The US is currently in the throes of a homelessness epidemic. While some cities are experiencing a decline in their homeless population, cities such as New York, Los Angeles and yes, our very own San Francisco have seen their homeless populations increase.
In the past decade cities have increasingly turned to designers and design problem solving to combat the issue. From large infrastructural changes to small action items, designers are helping to generate practical solutions to end homelessness on both a local and national level.
In this edition of D.Talks, we’ll talk with designers, nonprofit leaders, and organizations for a critical and robust dialogue about what they’re doing on the ground to address this important topic.
D.Talks is an ongoing series of panel discussions presenting practical information about current trends and hot topics in the world of design and business.
Branding by Shawn Rosenberger Design
Josh Levine, business author and educator
A company is only as good as its people, and Josh Levine is on a mission to help organizations create a culture advantage from the inside out. His day job is Principal of Great Monday, a 10-year-old culture design company serving technology companies and social enterprises. Curious to experiment and connect with like minds, he co-founded CultureLabX in 2013 and has seen it grow into a nationwide community. And because he just can’t get enough, you will also find him sharing his ideas as an instructor in the MBA programs at California College of the Arts, on stage at culture conferences. His book on designing company cultures will be published in 2018 with McGraw-Hill. Josh holds a BS in Engineering Psychology from Tufts University, and BFA in design from the Academy of Art University.
Kris Kepler, Senior Director, Programs & Impact, Lava Mae
Kris leads Programs and Impact at Lava Mae. She has spent the last 20 years playing dual roles as strategist and creator of physical and virtual experiences for private sector clients. Kris’s strengths are in understanding, strategizing, and designing for impactful human-centered experiences. Kris joined Lava Mae to bring her skills to a very under-served population: our houseless neighbors - with the intent of creating innovative, compelling and empowering programs that make a direct positive impact in their lives. Kris thrives on witnessing the powerful impact that giving the gift of respect to someone who never receives it has - both in their lives and in the larger community.
Brian Singer is a San Francisco-based artist and designer. He is best known for his provocative social projects, such as TWIT Spotting (Texting While In Traffic), which attracted international news coverage as an unconventional approach to curbing distracted driving. He is also the creator of The 1000 Journals Project, a global art experiment that resulted in a book, a feature-length documentary, and was exhibited at both the San Francisco Museum of Modern Art and the Skirball Cultural Center in Los Angeles.

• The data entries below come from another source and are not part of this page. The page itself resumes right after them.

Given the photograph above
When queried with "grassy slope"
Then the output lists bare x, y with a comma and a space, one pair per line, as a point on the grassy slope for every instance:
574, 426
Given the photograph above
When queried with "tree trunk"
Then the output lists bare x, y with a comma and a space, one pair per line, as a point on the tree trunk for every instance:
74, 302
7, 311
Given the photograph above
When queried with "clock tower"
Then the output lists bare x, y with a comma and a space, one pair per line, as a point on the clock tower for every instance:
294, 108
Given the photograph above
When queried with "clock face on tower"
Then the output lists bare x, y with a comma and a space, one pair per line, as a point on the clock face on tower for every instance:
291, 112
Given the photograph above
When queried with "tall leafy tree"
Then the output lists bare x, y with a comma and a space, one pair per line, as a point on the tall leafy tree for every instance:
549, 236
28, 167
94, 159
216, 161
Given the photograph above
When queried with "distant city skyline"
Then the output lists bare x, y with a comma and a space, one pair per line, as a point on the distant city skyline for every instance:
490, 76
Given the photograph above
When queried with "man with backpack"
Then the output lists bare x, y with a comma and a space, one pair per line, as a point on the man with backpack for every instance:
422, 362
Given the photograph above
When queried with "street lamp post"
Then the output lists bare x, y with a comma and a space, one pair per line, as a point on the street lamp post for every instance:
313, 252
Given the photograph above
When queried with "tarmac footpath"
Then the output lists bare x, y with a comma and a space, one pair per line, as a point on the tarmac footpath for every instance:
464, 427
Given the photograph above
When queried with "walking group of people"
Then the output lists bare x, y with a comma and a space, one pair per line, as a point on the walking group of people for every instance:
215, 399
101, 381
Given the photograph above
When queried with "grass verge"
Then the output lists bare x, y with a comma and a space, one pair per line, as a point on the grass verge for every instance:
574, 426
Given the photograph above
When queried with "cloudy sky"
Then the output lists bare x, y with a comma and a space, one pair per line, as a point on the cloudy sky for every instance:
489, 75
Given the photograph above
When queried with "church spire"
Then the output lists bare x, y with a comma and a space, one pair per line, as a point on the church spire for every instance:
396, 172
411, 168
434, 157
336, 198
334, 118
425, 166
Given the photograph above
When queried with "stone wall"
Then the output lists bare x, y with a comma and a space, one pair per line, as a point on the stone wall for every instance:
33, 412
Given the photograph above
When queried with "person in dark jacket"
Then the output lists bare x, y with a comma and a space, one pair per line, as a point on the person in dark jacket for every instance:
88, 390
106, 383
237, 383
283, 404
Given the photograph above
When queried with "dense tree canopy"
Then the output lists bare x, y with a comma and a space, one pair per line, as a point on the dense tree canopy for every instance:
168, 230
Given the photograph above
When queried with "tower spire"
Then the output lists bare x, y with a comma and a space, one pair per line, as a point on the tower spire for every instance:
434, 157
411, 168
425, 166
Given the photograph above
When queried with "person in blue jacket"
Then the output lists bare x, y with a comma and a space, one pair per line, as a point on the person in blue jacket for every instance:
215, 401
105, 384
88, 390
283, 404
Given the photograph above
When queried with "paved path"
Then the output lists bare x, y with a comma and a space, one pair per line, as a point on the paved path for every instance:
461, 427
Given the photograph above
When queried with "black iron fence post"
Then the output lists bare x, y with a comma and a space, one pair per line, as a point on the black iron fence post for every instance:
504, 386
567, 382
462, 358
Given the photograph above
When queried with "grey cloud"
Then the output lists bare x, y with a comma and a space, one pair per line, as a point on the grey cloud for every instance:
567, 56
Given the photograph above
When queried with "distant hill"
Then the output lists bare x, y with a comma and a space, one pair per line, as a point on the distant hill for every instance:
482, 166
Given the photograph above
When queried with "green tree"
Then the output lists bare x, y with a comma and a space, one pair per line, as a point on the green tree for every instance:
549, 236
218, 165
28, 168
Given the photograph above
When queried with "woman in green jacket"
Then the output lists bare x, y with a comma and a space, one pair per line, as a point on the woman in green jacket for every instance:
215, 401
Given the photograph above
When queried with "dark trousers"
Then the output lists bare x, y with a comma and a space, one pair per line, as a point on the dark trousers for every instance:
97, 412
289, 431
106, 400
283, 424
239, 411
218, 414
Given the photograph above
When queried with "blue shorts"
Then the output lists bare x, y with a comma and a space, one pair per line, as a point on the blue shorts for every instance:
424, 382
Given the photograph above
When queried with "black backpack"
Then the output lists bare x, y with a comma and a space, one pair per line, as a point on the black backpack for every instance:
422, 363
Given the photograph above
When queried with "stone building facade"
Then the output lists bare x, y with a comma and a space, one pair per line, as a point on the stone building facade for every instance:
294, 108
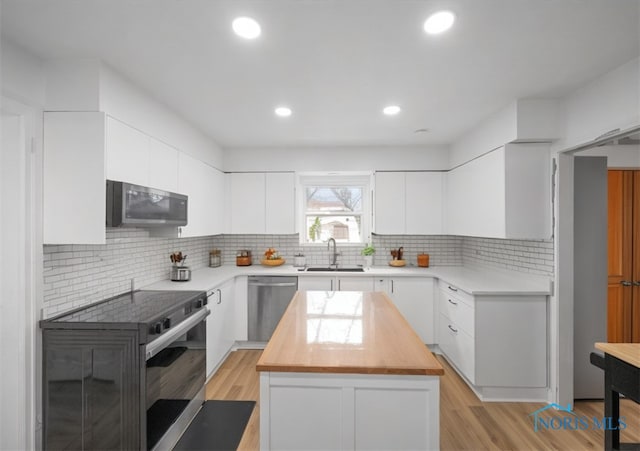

Brian has managed creative teams at both Pinterest and Facebook, and ran his own studio working with such companies as Apple, Adidas and Chronicle Books. He has won numerous awards, authored three books, and served on both the national board of AIGA, the professional association for design and the advisory board for the San Francisco Arts Commission Gallery. His favorite App is nachos.
IG and web: @someguy.is
Guided by a deep love for her City and a drive to do the next right thing, Stephany's work has taken her from the streets of the Tenderloin, to the throes of electoral campaigns, to the belly of City Hall, and back again. Stephany got her start in anti-poverty work at the Tenderloin AIDS Resource Center, where she volunteered providing harm reduction and HIV services. She soon became involved in budget justice advocacy and in fighting for the rights of people in the sex industry. She has since served as President of the Harvey Milk LGBT Democratic Club, as legislative aide to Supervisor David Campos, and as Executive Director of the St. James Infirmary. No matter where it takes her, Stephany's work is aimed at decreasing the harms of stigma, poverty, and criminalization.